Armentières. Le 14 avril 1995
A Armentières, dans l'air piquant, de rares flocons dansaient, légers, puis venaient fondre sur le macadam glissant. Dans le plaisant café Leffe sur la place du Général De Gaulle, attablé devant son petit noir, comme chaque matin, Pascal David ne pouvait détacher son regard de la une du quotidien « La Voix du Nord » : Un charnier venait d'être mis au jour au lieu-dit du «Bois des Carmes », sur les berges du canal de Furnes, non loin de la frontière Belge.
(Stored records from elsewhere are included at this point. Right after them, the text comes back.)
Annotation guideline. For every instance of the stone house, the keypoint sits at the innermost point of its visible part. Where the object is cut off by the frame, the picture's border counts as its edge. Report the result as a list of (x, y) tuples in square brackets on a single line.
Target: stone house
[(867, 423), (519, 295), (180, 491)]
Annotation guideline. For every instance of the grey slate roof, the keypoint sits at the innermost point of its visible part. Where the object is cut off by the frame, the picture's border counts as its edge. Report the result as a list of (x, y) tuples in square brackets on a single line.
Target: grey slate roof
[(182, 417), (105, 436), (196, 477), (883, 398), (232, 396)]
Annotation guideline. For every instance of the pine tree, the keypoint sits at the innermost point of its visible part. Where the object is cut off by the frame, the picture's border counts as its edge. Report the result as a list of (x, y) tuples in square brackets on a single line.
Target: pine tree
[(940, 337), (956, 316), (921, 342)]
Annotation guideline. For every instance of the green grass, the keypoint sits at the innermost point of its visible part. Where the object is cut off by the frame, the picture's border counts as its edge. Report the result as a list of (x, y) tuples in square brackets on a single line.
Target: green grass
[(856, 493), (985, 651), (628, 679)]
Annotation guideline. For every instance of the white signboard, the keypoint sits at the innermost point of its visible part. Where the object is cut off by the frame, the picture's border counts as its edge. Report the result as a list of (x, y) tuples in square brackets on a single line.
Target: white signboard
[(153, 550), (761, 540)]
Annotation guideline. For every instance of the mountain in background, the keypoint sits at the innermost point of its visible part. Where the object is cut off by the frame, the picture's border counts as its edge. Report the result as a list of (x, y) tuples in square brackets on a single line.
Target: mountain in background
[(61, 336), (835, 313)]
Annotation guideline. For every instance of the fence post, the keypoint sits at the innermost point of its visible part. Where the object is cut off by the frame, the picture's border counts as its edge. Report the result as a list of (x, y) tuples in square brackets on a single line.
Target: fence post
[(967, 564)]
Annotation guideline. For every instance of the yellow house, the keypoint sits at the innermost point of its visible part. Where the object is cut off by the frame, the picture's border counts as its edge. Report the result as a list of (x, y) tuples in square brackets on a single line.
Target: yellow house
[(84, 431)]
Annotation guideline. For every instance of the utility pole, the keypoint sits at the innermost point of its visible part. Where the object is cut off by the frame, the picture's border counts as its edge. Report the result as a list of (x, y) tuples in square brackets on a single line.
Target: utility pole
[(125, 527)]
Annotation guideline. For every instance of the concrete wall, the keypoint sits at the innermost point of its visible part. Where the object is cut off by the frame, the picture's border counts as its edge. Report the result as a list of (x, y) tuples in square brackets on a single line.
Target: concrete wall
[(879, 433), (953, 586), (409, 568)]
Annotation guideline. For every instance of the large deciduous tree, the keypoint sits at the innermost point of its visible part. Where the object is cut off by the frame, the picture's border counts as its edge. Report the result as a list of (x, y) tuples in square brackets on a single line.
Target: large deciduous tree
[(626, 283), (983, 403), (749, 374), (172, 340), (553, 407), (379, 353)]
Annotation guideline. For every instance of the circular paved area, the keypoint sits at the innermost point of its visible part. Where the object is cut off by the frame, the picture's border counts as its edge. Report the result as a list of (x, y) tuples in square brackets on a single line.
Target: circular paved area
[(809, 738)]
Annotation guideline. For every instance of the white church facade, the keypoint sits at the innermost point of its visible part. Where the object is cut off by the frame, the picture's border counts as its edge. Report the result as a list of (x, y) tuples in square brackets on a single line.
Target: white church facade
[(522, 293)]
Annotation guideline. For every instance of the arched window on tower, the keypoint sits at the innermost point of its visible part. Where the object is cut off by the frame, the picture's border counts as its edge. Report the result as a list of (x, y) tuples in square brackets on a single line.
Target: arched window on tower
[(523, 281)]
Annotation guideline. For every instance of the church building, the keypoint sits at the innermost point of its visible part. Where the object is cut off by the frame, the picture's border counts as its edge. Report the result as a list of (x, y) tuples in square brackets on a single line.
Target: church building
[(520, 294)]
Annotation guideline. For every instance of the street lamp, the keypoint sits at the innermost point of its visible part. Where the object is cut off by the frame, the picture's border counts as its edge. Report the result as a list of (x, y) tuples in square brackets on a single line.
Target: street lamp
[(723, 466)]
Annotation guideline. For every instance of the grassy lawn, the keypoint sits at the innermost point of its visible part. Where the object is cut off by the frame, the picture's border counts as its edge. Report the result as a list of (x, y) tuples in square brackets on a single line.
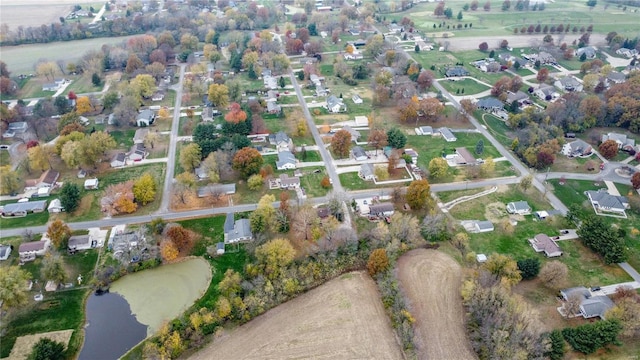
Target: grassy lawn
[(464, 86), (60, 310)]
Il avait lu avec empressement l'article en page 3, tout y était consigné ; les trois squelettes, les âges, les mensurations et les époques approximatives.
Il est bien plus facile de haïr que d’aimer, la haine permet de fuir, de se replier, de se recroqueviller, d’être seule et de ne rien devoir à personne, nourrir la haine en son sein, c’est l’engendrer, la multiplier, lui donner de la force, c’est la négation de l’avenir. L’amour au contraire est contraignant, il oblige à se découvrir, à s’ouvrir, à aller vers les autres, à montrer ses fractures, ses travers et ses défaillances comme dans le miroir convexe
Pascal blêmi sous le choc de cette nouvelle inattendue. « Ils les avaient déterrés !!! » ces mots s'imprimèrent un à un dans sa tête, tel un glas funeste répété en écho. Son front, malgré la fraîcheur ambiante s'emperla de sueur. Les jambes flageolantes il régla sa consommation, plia le journal qu'il fourra dans sa poche instinctivement, sortit du café, et, semblable à un homme ivre, prit en titubant le chemin de son domicile.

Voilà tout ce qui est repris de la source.